Competitors Filled the Vacuum — while Hyperliquid was reorienting, competitors (primarily Lighter, which expanded its arsenal to spot trading, stocks, and forex ), remained fully vertically integrated. This allowed them to release new products faster and maintain liquidity. Lighter independently reached about 25% market share, mainly due to active incentive programs ahead of the TGE season.
Liquidity as a Hired Resource — in DeFi, a significant portion of volumes results from farming points for airdrops. The shift of traders to platforms with active incentives demonstrates this principle. After the launch of LIGHT tokens, a reverse outflow is expected as incentive programs conclude.
Third Vector: Counting Down to the New Year as a Recovery Period
Despite current fluctuations, Hyperliquid’s fundamental position remains resilient. Indeed, competitors have copied current products, but true innovation continues to originate from Hyperliquid.
HIP-3 as a Driver of a New Cycle. This protocol allows third-party developers to launch their own永續交易 markets. Currently, active participants include:
Volumes through HIP-3 are growing dynamically, and experts forecast that by 2026, these markets will constitute a significant part of Hyperliquid’s total trading volume.

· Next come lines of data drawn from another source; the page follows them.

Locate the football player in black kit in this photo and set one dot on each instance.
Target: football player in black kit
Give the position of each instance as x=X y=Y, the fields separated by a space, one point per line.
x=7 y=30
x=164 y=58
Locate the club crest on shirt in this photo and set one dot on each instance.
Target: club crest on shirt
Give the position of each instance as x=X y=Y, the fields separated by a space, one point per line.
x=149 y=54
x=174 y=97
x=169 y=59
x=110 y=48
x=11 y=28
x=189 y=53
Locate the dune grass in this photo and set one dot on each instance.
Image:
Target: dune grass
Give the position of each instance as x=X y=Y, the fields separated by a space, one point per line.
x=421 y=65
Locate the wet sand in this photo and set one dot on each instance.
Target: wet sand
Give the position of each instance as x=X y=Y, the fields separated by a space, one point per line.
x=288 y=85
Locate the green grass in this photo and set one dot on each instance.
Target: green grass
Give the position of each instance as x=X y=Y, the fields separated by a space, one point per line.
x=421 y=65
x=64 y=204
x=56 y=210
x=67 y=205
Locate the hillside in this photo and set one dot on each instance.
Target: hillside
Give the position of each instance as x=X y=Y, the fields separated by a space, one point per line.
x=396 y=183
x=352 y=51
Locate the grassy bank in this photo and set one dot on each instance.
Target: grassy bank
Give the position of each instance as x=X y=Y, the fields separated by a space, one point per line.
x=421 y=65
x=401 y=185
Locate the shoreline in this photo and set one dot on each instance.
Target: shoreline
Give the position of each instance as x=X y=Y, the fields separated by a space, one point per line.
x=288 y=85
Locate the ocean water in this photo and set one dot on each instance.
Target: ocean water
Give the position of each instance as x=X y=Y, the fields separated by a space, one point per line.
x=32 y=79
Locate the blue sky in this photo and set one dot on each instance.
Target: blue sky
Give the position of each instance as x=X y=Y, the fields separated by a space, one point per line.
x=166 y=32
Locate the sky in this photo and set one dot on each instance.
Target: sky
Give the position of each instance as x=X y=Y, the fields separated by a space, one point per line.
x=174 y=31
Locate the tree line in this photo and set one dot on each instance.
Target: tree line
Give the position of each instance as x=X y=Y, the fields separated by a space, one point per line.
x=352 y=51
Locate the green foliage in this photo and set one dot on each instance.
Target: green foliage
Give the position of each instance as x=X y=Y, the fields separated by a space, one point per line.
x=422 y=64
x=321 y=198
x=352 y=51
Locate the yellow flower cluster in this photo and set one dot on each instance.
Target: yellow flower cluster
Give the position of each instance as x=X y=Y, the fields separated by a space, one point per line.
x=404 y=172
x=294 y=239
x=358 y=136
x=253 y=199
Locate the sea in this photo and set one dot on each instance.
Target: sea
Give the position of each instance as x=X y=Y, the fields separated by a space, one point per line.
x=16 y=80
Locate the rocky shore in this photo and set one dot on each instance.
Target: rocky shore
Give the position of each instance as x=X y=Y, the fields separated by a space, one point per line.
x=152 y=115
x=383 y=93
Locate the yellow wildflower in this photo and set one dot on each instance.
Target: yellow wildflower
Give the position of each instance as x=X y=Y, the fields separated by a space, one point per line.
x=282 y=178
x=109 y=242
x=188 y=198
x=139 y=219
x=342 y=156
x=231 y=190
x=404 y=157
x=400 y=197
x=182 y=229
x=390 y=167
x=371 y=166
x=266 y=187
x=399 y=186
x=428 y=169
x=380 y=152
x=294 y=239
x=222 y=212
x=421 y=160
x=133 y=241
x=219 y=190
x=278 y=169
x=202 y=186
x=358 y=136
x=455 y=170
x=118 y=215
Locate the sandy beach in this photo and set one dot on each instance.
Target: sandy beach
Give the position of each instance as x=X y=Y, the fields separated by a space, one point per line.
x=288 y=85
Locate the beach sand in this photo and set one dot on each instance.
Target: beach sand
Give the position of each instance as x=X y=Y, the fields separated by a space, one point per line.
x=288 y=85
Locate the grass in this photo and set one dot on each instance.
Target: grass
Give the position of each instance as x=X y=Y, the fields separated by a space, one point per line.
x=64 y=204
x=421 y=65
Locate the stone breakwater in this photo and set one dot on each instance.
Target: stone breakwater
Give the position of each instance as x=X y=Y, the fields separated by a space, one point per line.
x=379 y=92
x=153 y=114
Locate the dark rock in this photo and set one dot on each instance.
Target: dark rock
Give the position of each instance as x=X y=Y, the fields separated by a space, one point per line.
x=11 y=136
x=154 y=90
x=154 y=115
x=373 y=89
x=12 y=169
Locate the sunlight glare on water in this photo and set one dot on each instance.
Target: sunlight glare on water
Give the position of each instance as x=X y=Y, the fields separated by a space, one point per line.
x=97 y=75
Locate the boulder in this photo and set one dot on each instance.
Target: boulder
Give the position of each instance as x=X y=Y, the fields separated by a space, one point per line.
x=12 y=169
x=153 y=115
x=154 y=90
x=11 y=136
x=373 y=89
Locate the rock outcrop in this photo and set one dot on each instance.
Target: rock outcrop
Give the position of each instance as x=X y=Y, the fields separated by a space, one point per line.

Builder Codes as an Effect Multiplier. Any frontend integrated with Hyperliquid (Phantom, MetaMask, BasedApp) gains instant access to all HIP-3 markets. This creates a positive cycle: developers are motivated to launch markets via HIP-3 because they are automatically propagated throughout the entire ecosystem of compatible applications.
Builder Codes revenue demonstrates steady growth, and the number of daily active users is also expanding. This trend indicates that the infrastructure approach is gradually transforming into a competitive advantage.
Looking Ahead: Super-Apps and Scaling
Current Builder Codes users are mainly crypto-native ecosystems (wallets, aggregators). However, the next development phase is possible through the emergence of a class of specialized super-apps that will deliver value to users unfamiliar with crypto.
By the end of the year, these apps could become a key factor in restoring Hyperliquid’s leadership position. The “AWS liquidity” model is not optimal for short-term growth, but in the long term, it positions the protocol as a core node of the global financial infrastructure — an even more ambitious goal than simply maintaining market share.
Currently, HYPE’s market share stands at 0.70%, reflecting the current reassessment of opportunities in this new cycle.